Der Aufschrei in Birmenstorf war gross, als wenige Tage nach einer Referendumsabstimmung mit knappem Ja zum Kiesabbau in der Grosszelg bekannt wurde, dass die Merz-Gruppe an das Zürcher Familienunternehmen Eberhard verkauft ist. Man fühlte sich verschaukelt, hinters Licht geführt. «Wir wollten mit unserem Ja ein Unternehmen aus Gebenstorf und somit aus der Region unterstützen – Arbeitsplätze sichern», sagte ein Teilnehmer einer Informationsveranstaltung, zu der die Eberhard Holding in die Kiesgrube Niderhard eingeladen hatte. Rund hundert Personen nutzten die Gelegenheit, um bei Wurst, Bier und Mineralwasser mehr über Eberhard zu erfahren und natürlich zu seinen Beweggründen, Merz aufzukaufen. Auffällig: Vom Birmenstorfer Gemeinderat sowie von den führenden Köpfen des Komitees gegen den Kiesabbau war niemand zu sehen. Eberhard hingegen war mit mehren Mitgliedern der Familie und weiteren Kaderleuten anwesend.

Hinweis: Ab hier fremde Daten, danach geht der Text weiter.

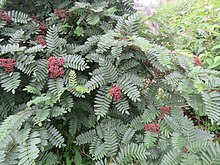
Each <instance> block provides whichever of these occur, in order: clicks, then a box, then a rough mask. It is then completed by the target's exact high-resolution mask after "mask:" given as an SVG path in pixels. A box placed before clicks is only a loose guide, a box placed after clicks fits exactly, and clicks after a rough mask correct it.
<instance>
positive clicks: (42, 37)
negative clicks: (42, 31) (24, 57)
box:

Aufbereiten von Abbruchmaterial
Martin Eberhard ist in zweiter Generation Geschäftsführer der Firma. Sie ist Lieferantin von Roh- und Recyclingstoffen, aber ebenfalls ein Bauunternehmen mit Schwerpunkt beim Rückbau und Aufbereiten des Abbruchmaterials. Dazu gehört die Reinigung kontaminierter Böden. Es war Eberhard, der den Inhalt und das Erdreich der Sondermülldeponie Kölliken per Bahn abtransportiert und in seinen Anlagen dekontaminiert hat. Die Firma gilt als Pionierin der Kreislaufwirtschaft und produziert aus Bauschutt einen Kiesersatz. Mit Zement vermischt, entsteht sogenannter Zirkulit-Beton. «Leider benötigen wir weiterhin Kies», sagt Eberhard. Der Grund: «Zum einen wird mehr gebaut als abgebrochen. Zum anderen dachte man bis vor zwanzig Jahren bei der Konstruktion von Bauten nicht an deren Rückbau – viel Material kann nur einer Deponie zugeführt werden.» So kommt es, dass pro Jahr und Kopf der Bevölkerung eine Lastwagenladung Kies benötigt wird. Dementsprechend besitzt Eberhard Kieswerke, beispielsweise in Weiach an der Grenze zum Aargau.
Nachfolgeproblem gelöst
Deshalb also die Übernahme von Merz? «Wir hätten das Unternehmen auch ohne Grosszelg gekauft», sagt Eberhard und erzählt die Vorgeschichte. «Um Zirkulit in der ganzen Schweiz anbieten zu können, haben wir letztes Jahr Kontakte zu Betonwerken gesucht, um mit ihnen Partnerschaften aufzubauen.» Eine Adresse sei Merz in Gebenstorf gewesen, wo man sich anfänglich wenig interessiert gezeigt habe. Dann aber ein Anruf: Das Familienunternehmen Merz hat ein Nachfolgeproblem, weshalb die Firma Eberhard angeboten wurde.
Nachfolgeprobleme kennt Eberhard nicht. Nächstes Jahr übernimmt einer der Söhne von Martin Eberhard die Geschäftsführung. Weihnachten 2022 sei klar gewesen, dass man Merz übernehmen möchte. Da man nicht eine teure (die Kaufsumme ist nicht öffentlich) «Katze» im Sack kaufen wollte, waren weitere Abklärungen nötig, die sich über vier Monate hinzogen. «Es ist tatsächlich so, dass der Vertrag erst am 29. März – also nach der Abstimmung – unterzeichnet wurde», erklärt Eberhard. Ein Versammlungsteilnehmer meint: «Merz hätte uns vor der Abstimmung seine Verkaufsabsichten mitteilen müssen – das war nicht Sache von Eberhard.»
Wie geht es weiter? «Am Projekt Grosszelg und für Birmenstorf ändert sich nichts», sagt Eberhard. Gemeinsam mit der Richi AG aus Weiningen und der Knecht Bau AG aus Brugg wolle man den Kies abbauen. Was die Merz-Gruppe betreffe, würden alle Aktivitäten sowie die 70 Mitarbeitenden übernommen. Auch zur Grube Niderhard gab es Informationen. Der Kiesabbau wird eingestellt, die Grube aufgefüllt und das Land rekultiviert. «Ab 2032 gibt es hier wieder landwirtschaftliche Fruchtfolgeflächen.»